Solutions indigènes contre le Covid-19 : Et pourtant elles marchent !
Au moment où l’Afrique est sous la pression des vaccins étrangers et que le Cameroun en reçoit une dose, une cure de rappel s’impose pour remettre au goût du jour la contribution des Camerounais à l’effort mondial d’éradication de la pandémie.

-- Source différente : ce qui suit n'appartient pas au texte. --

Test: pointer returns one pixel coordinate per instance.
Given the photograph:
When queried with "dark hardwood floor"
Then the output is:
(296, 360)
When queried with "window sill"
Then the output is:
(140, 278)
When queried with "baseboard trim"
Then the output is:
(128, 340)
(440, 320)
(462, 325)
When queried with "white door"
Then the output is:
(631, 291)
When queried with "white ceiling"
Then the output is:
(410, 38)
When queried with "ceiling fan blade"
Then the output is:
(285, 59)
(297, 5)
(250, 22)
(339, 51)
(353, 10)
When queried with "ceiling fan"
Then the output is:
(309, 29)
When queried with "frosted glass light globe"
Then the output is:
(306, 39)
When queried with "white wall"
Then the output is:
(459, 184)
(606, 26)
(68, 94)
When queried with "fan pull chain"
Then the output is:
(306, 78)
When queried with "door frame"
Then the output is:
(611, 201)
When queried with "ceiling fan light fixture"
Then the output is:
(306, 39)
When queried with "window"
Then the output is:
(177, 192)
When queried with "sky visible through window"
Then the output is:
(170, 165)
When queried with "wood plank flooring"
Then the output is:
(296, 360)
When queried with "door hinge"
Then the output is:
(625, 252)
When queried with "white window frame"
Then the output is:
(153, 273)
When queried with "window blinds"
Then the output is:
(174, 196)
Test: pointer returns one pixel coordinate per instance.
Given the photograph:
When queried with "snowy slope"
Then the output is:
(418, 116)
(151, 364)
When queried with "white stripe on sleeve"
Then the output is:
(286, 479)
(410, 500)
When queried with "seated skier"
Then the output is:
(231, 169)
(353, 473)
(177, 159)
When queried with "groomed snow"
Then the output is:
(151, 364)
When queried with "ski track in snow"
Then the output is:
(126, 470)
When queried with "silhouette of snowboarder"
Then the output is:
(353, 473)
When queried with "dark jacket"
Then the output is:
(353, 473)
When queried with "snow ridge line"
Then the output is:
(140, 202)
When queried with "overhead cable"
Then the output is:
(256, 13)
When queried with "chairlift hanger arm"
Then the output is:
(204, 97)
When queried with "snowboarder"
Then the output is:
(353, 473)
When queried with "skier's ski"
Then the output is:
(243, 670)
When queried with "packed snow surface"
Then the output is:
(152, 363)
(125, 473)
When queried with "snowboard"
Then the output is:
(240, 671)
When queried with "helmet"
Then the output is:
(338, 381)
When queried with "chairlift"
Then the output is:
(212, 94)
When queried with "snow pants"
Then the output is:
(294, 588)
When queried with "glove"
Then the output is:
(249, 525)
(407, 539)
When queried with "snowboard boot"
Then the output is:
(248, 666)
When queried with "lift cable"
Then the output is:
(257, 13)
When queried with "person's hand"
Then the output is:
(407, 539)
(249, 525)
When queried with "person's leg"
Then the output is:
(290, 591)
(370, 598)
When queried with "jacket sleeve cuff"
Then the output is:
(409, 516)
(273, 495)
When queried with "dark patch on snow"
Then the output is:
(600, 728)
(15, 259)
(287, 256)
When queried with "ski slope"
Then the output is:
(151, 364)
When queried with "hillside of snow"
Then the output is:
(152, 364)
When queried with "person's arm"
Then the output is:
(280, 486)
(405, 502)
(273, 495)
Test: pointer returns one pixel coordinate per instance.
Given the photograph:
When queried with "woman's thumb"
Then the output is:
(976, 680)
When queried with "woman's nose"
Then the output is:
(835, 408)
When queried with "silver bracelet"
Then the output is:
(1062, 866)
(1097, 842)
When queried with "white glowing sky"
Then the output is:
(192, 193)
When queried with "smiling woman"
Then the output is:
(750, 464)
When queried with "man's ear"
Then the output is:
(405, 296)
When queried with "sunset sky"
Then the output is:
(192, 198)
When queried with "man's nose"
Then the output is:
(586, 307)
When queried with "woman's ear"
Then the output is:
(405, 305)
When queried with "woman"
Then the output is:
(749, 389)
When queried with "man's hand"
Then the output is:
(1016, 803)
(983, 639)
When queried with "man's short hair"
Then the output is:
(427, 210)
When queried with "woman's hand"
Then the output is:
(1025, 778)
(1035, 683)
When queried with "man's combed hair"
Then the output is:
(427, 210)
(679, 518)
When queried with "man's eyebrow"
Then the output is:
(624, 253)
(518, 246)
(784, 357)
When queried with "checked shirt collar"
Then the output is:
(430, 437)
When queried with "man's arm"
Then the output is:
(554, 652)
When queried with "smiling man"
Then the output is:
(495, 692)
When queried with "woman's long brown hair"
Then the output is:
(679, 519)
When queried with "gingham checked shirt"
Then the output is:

Selon une sagesse africaine, on reconnaît ses vrais amis lorsque l’on est dans le besoin. De ce point de vue, le Cameroun devrait se réjouir de l’avalanche d’offres et de dons de vaccins faits depuis quelques jours à son intention. Etant donné après tout, qu’il est question de venir à bout d’un virus dont la recrudescence vient d’être constatée par les autorités gouvernementales. Seulement, le problème vient de ce que, de façon volontaire ou involontaire, ces propositions d’assistance tendent à inoculer à la conscience collective camerounaise ou mondiale, le sentiment que rien n’est fait au plan endogène. Alors qu’en la matière, le Cameroun n’a pas à rougir. Bien au contraire. Sa riche pharmacopée traditionnelle lui a permis de gérer avec maestria la première année de parution du Covid-19, justifiant au passage l’admiration de l’ambassadeur de France au Cameroun.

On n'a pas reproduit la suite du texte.